Charity demands volume controls

Licence fees should be linked to amount of alcohol sold, AFS says


BAR and nightclub operators could be forced to submit figures for the volume of alcohol sold on their premises, if Scotland’s biggest alcohol charity gets its way.

Alcohol Focus Scotland (AFS) wants all on and off-trade outlets to disclose annual volume figures, showing a break down by drinks category, which would then be used to calculate licence fees.
It’s one of a series of recommendations outlined in the Re-thinking Alcohol Licensing report, a joint publication from AFS and Scottish Health Action on Alcohol Problems (SHAAP) which was published at the former’s national licensing conference earlier this month.
The report also calls for a two-hour reduction in off-sales hours, changing the current 10am to 10pm trading period to 10am to 8pm.
SLTA chief executive Paul Waterson broadly welcomed both proposals, but said there must be a distinction made between different sizes of premises.
“I think this is targeted at supermarkets and I think it’s a good idea for the big players to give these [volume] figures, but it’s very difficult for a small operator to have that information to hand,” he told SLTN.
“It would give an understanding of how the market works and where alcohol is sold. I don’t think it should have a dramatic effect on the on-trade.
“Basing licence fees on the volume of alcohol sold, rather than rates, would redress the balance.”
But on the proposal to reduce off-trade hours, Waterson said it could harm small off-sales.

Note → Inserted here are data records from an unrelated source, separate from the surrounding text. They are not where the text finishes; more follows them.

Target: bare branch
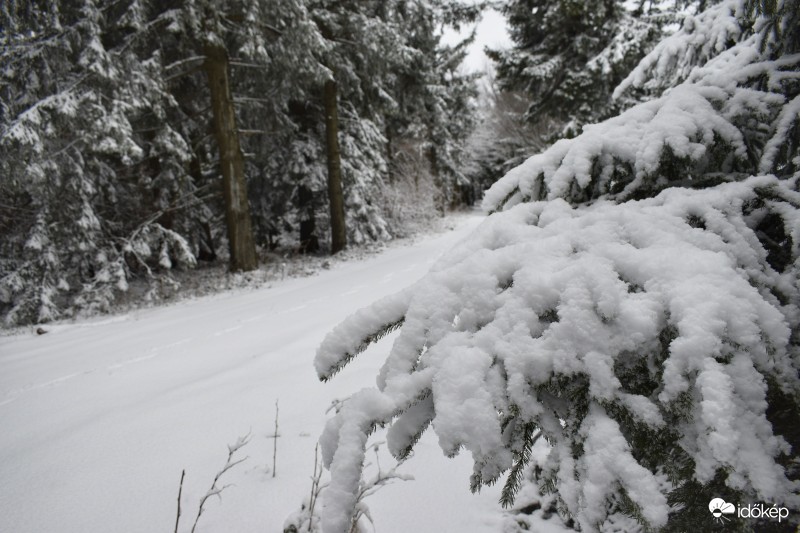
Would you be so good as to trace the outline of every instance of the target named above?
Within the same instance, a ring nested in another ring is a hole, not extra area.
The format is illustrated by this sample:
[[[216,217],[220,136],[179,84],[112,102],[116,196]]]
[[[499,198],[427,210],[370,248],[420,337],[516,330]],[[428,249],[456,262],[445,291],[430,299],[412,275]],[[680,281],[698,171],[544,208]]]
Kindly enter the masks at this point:
[[[203,514],[204,506],[208,501],[208,499],[211,498],[212,496],[218,496],[219,498],[222,498],[222,491],[231,486],[230,484],[228,484],[218,487],[217,482],[219,481],[219,478],[221,478],[225,474],[225,472],[227,472],[234,466],[247,460],[247,457],[244,457],[242,459],[237,459],[234,461],[233,456],[237,451],[239,451],[242,448],[242,446],[244,446],[248,442],[250,442],[249,432],[247,433],[247,435],[239,437],[234,444],[228,445],[228,460],[225,461],[225,466],[223,466],[222,469],[219,472],[217,472],[217,475],[214,476],[214,482],[211,483],[211,488],[208,489],[208,492],[206,492],[205,496],[203,496],[200,499],[200,506],[197,508],[197,516],[194,519],[194,525],[192,526],[192,533],[194,533],[194,530],[197,528],[197,522],[200,520],[200,516],[202,516]]]
[[[178,72],[177,74],[173,74],[172,76],[167,76],[166,78],[164,78],[164,81],[172,81],[174,79],[181,78],[183,76],[188,76],[189,74],[194,74],[195,72],[198,72],[202,69],[203,69],[202,65],[197,65],[193,68],[190,68],[189,70]]]
[[[185,59],[179,59],[169,65],[164,66],[164,70],[172,70],[174,68],[182,67],[183,65],[188,65],[190,63],[202,63],[206,60],[206,56],[192,56],[187,57]]]
[[[278,458],[278,400],[275,400],[275,434],[272,436],[272,477],[275,477],[275,471]],[[316,468],[316,465],[314,465]]]
[[[175,533],[178,533],[178,524],[181,521],[181,493],[183,492],[184,477],[186,477],[186,470],[181,470],[181,484],[178,486],[178,516],[175,517]]]
[[[261,104],[272,104],[274,103],[273,100],[268,98],[253,98],[251,96],[236,96],[233,99],[234,104],[246,104],[248,102],[258,102]]]
[[[231,61],[228,62],[228,64],[230,64],[231,66],[234,66],[234,67],[256,68],[256,69],[260,69],[260,70],[268,70],[269,69],[269,67],[267,65],[263,65],[261,63],[247,63],[247,62],[244,62],[244,61],[231,60]]]

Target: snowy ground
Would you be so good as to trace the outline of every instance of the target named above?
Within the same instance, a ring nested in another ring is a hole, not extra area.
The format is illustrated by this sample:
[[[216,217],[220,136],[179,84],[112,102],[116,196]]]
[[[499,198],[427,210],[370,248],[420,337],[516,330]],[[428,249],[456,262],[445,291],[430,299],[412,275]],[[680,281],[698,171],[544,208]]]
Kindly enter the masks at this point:
[[[197,531],[280,531],[309,492],[325,410],[374,384],[392,339],[328,384],[313,371],[317,345],[351,312],[421,277],[479,221],[270,288],[0,337],[0,531],[172,531],[182,469],[189,531],[226,445],[248,432],[249,458],[222,479],[232,486]],[[377,531],[499,531],[499,487],[470,494],[470,470],[468,456],[445,459],[427,434],[400,469],[416,480],[368,500]]]

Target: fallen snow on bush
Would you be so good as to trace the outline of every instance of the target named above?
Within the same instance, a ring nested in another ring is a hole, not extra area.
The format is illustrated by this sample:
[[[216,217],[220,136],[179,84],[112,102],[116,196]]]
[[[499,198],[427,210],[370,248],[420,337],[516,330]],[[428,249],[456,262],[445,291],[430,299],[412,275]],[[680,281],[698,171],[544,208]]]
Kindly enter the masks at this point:
[[[675,466],[657,447],[635,457],[633,431],[660,434],[701,483],[722,469],[742,493],[794,502],[775,462],[788,445],[765,413],[768,381],[798,390],[797,308],[782,303],[798,301],[797,287],[751,229],[795,210],[794,188],[762,176],[625,204],[519,204],[416,285],[345,320],[317,353],[322,379],[401,329],[377,387],[354,394],[322,437],[325,531],[344,531],[367,436],[385,423],[398,458],[428,425],[445,454],[469,451],[474,489],[525,463],[541,430],[545,485],[584,531],[619,498],[646,524],[667,522]]]

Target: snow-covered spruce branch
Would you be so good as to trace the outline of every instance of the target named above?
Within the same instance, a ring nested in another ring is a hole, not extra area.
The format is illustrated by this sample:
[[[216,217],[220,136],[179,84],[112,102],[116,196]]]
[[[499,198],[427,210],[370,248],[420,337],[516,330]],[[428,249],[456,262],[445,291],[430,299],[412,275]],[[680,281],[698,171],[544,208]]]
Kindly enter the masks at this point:
[[[149,260],[153,259],[154,248],[158,253],[158,264],[162,268],[170,269],[173,267],[171,256],[174,257],[179,265],[194,268],[197,265],[197,259],[191,250],[191,246],[186,239],[171,229],[165,228],[157,223],[165,214],[186,209],[201,201],[197,197],[197,193],[204,189],[210,188],[210,185],[200,187],[191,193],[184,194],[177,198],[170,206],[159,209],[151,214],[142,223],[140,223],[127,237],[118,239],[119,249],[123,254],[128,254],[136,260],[136,263],[144,269],[148,277],[153,275],[153,271],[148,264]],[[121,261],[121,260],[120,260]],[[116,277],[119,278],[120,283],[125,286],[124,282],[127,274],[124,272],[123,267],[120,266],[120,274]],[[102,277],[98,277],[95,282],[90,286],[104,283]]]
[[[538,441],[542,436],[542,431],[537,430],[536,426],[530,422],[525,425],[523,432],[522,439],[519,441],[520,448],[518,450],[512,450],[514,455],[514,466],[511,467],[511,470],[508,473],[508,480],[503,486],[503,491],[500,494],[500,503],[506,508],[514,505],[517,493],[522,487],[525,467],[528,466],[531,460],[531,450],[533,449],[534,444],[536,444],[536,441]],[[480,490],[480,487],[475,485],[471,486],[470,488],[473,490],[473,492]]]
[[[748,29],[755,24],[749,13],[744,1],[728,0],[687,22],[698,29],[664,41],[616,95],[652,75],[663,77],[669,91],[531,157],[492,186],[484,208],[554,198],[624,201],[670,186],[714,185],[726,175],[792,175],[798,165],[791,148],[777,147],[798,142],[800,54],[772,57],[761,50],[767,37]],[[725,45],[695,50],[706,43],[705,37],[695,43],[696,33],[712,30]],[[731,45],[734,38],[740,42]],[[686,56],[677,77],[670,75],[676,60],[667,52]],[[654,66],[662,60],[666,65]]]
[[[686,80],[733,43],[752,32],[746,0],[724,0],[684,18],[680,30],[658,43],[614,91],[618,98],[630,87],[664,90]]]
[[[579,137],[531,157],[487,192],[484,208],[553,198],[625,200],[676,184],[707,186],[726,173],[780,171],[786,157],[776,157],[773,147],[790,140],[798,123],[796,105],[779,90],[739,87],[736,76],[763,79],[787,63],[796,74],[800,56],[752,62],[749,54],[735,52],[717,58],[719,66],[712,62],[699,70],[697,83],[586,126]],[[731,73],[718,80],[727,86],[712,84],[721,71]],[[766,131],[753,126],[765,122],[776,126]],[[762,150],[764,145],[769,150]]]
[[[355,356],[403,324],[409,294],[401,292],[375,309],[358,312],[336,327],[317,350],[314,366],[323,381],[333,377]]]
[[[46,113],[58,113],[67,118],[74,116],[80,99],[74,93],[88,78],[89,74],[78,76],[67,88],[46,96],[19,112],[0,132],[0,144],[19,142],[23,145],[36,146],[39,143],[39,135],[34,130],[41,124],[42,116]],[[67,148],[74,144],[75,142],[67,144]]]
[[[779,464],[789,446],[766,415],[768,395],[800,397],[789,327],[800,241],[788,256],[762,244],[797,235],[796,187],[757,177],[490,217],[404,293],[378,388],[328,422],[325,530],[347,531],[372,429],[389,424],[399,455],[431,421],[446,454],[472,454],[476,489],[523,468],[541,431],[552,445],[543,488],[584,531],[609,499],[662,527],[691,483],[800,505]],[[370,331],[356,322],[337,346]],[[518,483],[509,478],[505,503]]]
[[[91,313],[97,309],[106,309],[115,300],[116,291],[128,290],[131,270],[136,265],[144,270],[148,278],[156,278],[151,268],[154,260],[167,270],[172,269],[175,262],[187,268],[196,266],[197,260],[186,239],[154,220],[155,218],[148,219],[130,236],[119,239],[121,244],[102,255],[98,254],[102,259],[101,265],[93,279],[84,283],[73,299],[74,306],[80,312]],[[156,279],[159,283],[175,285],[169,278]]]

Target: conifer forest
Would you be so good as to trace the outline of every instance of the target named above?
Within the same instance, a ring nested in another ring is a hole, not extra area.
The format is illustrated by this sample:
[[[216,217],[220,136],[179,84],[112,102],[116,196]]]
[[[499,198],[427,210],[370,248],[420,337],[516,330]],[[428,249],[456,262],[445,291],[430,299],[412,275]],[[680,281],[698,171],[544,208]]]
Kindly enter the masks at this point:
[[[795,532],[800,4],[5,0],[0,322],[0,531]]]

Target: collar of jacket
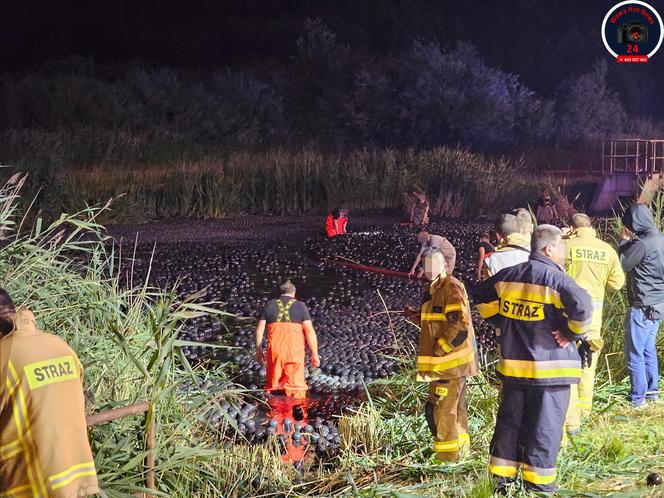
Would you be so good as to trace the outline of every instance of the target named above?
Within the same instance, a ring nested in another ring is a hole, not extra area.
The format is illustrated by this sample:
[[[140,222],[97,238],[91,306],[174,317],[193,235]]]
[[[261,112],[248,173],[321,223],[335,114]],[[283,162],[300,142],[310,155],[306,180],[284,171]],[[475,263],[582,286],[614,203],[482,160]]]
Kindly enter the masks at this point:
[[[537,254],[537,253],[531,253],[530,254],[530,260],[531,261],[539,261],[540,263],[544,263],[545,265],[553,266],[554,268],[557,268],[560,271],[563,271],[562,267],[556,263],[554,260],[551,258],[548,258],[542,254]]]
[[[429,285],[429,294],[433,293],[434,290],[440,289],[443,284],[445,283],[445,280],[449,278],[449,275],[446,272],[441,273],[438,275],[433,282],[431,282],[431,285]]]
[[[597,237],[597,231],[591,227],[580,227],[574,230],[574,237]]]
[[[14,322],[14,330],[7,334],[11,335],[35,335],[38,333],[35,315],[30,310],[20,310],[10,316]]]
[[[511,233],[507,236],[507,239],[502,240],[498,249],[502,249],[507,245],[528,247],[530,246],[530,235],[523,233]]]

“In my personal opinion, I think smaller off-sales should be looked at differently to supermarkets,” he added.
“Personally, I think any premises over 3000 sq ft should have its hours looked at. I don’t think it’s fair that so much alcohol is sold by so few outlets.”
Scottish Grocers’ Federation boss John Drummond said the organisation has been calling for licence fees to be based on turnover for some time.

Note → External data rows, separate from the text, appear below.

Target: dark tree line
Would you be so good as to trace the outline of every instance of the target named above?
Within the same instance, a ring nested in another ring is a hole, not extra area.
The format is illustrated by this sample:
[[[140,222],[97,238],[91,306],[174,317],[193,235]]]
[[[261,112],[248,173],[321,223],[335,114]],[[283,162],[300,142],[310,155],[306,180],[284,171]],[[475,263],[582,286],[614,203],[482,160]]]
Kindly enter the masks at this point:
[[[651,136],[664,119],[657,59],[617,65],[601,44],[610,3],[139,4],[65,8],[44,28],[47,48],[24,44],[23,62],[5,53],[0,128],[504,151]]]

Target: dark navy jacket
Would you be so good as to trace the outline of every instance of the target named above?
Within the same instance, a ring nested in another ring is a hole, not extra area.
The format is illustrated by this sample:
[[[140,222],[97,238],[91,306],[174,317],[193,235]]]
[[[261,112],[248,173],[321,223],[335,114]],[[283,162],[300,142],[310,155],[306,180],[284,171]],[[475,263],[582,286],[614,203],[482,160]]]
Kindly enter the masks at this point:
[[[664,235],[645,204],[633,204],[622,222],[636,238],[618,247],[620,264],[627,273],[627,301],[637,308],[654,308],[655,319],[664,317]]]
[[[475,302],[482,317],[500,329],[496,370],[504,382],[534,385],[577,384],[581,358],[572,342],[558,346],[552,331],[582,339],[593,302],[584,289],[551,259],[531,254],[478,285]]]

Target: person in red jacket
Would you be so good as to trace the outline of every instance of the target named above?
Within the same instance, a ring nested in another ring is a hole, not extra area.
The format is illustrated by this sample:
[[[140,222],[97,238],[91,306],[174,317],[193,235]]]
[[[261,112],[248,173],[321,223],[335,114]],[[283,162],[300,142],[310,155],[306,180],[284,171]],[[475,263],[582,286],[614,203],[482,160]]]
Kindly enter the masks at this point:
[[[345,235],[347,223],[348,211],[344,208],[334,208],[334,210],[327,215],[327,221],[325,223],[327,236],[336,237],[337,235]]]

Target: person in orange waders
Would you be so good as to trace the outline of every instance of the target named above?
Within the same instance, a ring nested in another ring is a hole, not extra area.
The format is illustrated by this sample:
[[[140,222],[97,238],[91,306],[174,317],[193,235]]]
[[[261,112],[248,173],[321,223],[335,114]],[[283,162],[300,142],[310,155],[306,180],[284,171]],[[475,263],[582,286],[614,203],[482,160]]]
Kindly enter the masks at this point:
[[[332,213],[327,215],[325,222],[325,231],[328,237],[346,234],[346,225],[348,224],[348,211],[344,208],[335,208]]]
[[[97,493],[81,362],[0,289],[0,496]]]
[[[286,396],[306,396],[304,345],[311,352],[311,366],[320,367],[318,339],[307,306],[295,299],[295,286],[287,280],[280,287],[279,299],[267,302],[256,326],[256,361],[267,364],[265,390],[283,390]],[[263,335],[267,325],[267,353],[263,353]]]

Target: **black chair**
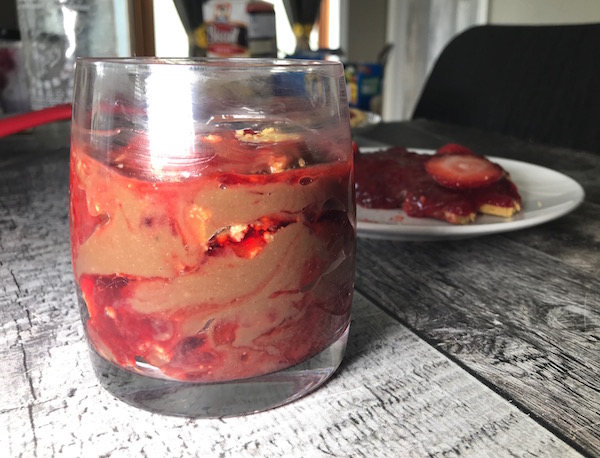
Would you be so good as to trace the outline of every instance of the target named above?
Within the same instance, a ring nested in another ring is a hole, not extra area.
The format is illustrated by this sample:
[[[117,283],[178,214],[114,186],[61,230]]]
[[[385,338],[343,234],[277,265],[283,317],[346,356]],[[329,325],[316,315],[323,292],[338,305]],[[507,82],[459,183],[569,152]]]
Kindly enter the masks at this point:
[[[468,29],[437,59],[419,118],[600,152],[600,24]]]

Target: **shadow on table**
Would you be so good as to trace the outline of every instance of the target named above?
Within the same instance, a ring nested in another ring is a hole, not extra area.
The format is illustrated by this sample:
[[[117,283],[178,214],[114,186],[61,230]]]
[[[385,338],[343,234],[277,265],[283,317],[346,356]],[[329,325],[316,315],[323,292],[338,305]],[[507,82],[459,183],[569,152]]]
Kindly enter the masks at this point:
[[[337,374],[352,370],[362,359],[370,362],[372,353],[389,345],[391,336],[401,329],[404,327],[400,323],[355,291],[348,345]]]

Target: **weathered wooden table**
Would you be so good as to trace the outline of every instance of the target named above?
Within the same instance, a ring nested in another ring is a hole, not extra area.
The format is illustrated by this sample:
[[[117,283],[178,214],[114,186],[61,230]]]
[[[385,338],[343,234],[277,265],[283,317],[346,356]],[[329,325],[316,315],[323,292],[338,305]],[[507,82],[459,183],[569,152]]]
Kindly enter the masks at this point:
[[[368,136],[550,167],[586,200],[521,231],[359,239],[336,375],[287,406],[223,420],[137,410],[100,387],[72,281],[68,125],[0,139],[0,454],[600,456],[600,154],[425,121]]]

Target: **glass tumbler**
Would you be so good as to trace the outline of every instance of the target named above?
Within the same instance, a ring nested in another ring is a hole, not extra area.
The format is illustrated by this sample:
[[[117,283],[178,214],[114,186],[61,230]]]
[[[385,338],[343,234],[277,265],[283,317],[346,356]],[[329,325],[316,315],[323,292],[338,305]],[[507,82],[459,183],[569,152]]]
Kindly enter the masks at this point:
[[[340,63],[78,59],[71,254],[101,384],[224,417],[327,380],[354,288],[352,168]]]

“We believe that a typical supermarket sells 60 or 70 times the volume of alcohol a convenience store sells,” he told SLTN.

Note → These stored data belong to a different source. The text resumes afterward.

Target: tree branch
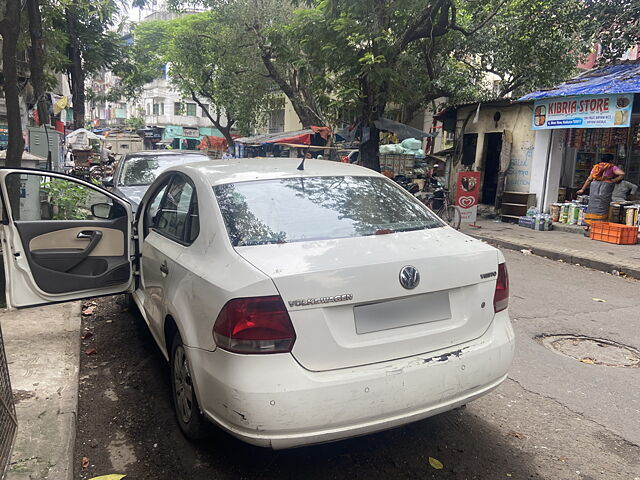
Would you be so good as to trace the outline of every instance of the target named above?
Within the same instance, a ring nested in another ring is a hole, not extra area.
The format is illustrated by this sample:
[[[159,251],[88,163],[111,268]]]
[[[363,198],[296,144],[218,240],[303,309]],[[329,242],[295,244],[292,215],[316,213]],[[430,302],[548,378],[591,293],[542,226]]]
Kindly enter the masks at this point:
[[[461,26],[459,26],[458,24],[456,24],[456,17],[457,17],[457,8],[455,5],[451,6],[451,23],[449,25],[449,28],[451,30],[456,30],[460,33],[462,33],[463,35],[470,37],[472,35],[475,35],[479,30],[481,30],[482,28],[484,28],[491,20],[493,20],[493,17],[495,17],[498,12],[500,11],[500,9],[508,2],[509,0],[502,0],[498,6],[493,10],[493,12],[491,12],[489,14],[489,16],[487,18],[485,18],[482,22],[480,22],[478,25],[476,25],[475,28],[471,29],[471,30],[467,30]]]
[[[404,33],[400,35],[393,46],[393,50],[399,53],[416,40],[422,38],[433,39],[445,35],[449,31],[449,10],[451,7],[451,0],[436,0],[435,3],[428,3]],[[434,24],[438,15],[438,21]]]
[[[519,79],[517,79],[518,77],[514,78],[513,80],[511,80],[511,82],[507,85],[505,85],[504,88],[502,88],[500,90],[500,92],[498,93],[499,97],[504,97],[507,94],[513,92],[514,90],[516,90],[517,88],[520,88],[522,86],[524,86],[524,84],[526,83],[526,80],[523,77],[520,77]],[[517,80],[516,80],[517,79]]]

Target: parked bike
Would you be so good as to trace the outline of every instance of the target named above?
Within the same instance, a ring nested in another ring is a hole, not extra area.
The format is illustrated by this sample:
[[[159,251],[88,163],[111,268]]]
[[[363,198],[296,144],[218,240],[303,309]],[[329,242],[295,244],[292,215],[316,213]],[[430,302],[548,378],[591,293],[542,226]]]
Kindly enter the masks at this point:
[[[449,201],[449,190],[440,184],[432,192],[419,192],[416,197],[427,207],[456,230],[462,223],[462,211]]]
[[[413,195],[420,192],[420,187],[416,183],[413,183],[410,178],[407,178],[404,175],[396,175],[395,177],[393,177],[393,181]]]

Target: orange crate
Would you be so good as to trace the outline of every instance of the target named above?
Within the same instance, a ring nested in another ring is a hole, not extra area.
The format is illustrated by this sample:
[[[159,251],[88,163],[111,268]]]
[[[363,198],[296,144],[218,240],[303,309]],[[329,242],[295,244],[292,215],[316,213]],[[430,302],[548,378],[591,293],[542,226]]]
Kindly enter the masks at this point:
[[[591,240],[618,245],[635,245],[638,243],[638,227],[620,223],[593,222],[591,224]]]

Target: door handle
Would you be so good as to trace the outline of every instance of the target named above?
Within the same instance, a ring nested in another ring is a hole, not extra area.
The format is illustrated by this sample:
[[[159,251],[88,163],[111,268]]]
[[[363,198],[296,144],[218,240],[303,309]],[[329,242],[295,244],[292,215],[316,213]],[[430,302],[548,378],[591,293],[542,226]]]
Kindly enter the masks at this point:
[[[167,267],[167,262],[164,261],[160,264],[160,272],[163,275],[169,275],[169,267]]]
[[[82,230],[78,232],[76,238],[80,240],[89,240],[89,244],[82,251],[82,260],[89,256],[89,254],[93,251],[94,248],[98,246],[100,240],[102,240],[102,232],[100,230]]]

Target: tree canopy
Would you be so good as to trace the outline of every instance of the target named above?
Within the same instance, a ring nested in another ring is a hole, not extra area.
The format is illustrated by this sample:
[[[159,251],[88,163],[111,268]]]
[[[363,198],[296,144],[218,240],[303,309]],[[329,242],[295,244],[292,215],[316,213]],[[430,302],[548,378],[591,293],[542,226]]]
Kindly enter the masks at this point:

“But I don’t accept that reducing trading hours will do anything to prevent anti-social behaviour or the harmful effects of alcohol – those who want to access alcohol will do so in the given hours, whatever they may be.”
Other recommendations in the report include amending the licensing Act to state that the locality for assessment of overprovision can be the entire board area; to make it clear that overprovision can include an increase in capacity where there is no increase in the number of premises; and to include opening hours in the assessment of overprovision.
“The recommendations we are making would shift the focus away from individual ‘problem’ licensed premises, to managing the overall availability of alcohol in the interests of society’s health and wellbeing,” said AFS chief executive Dr Evelyn Gillan.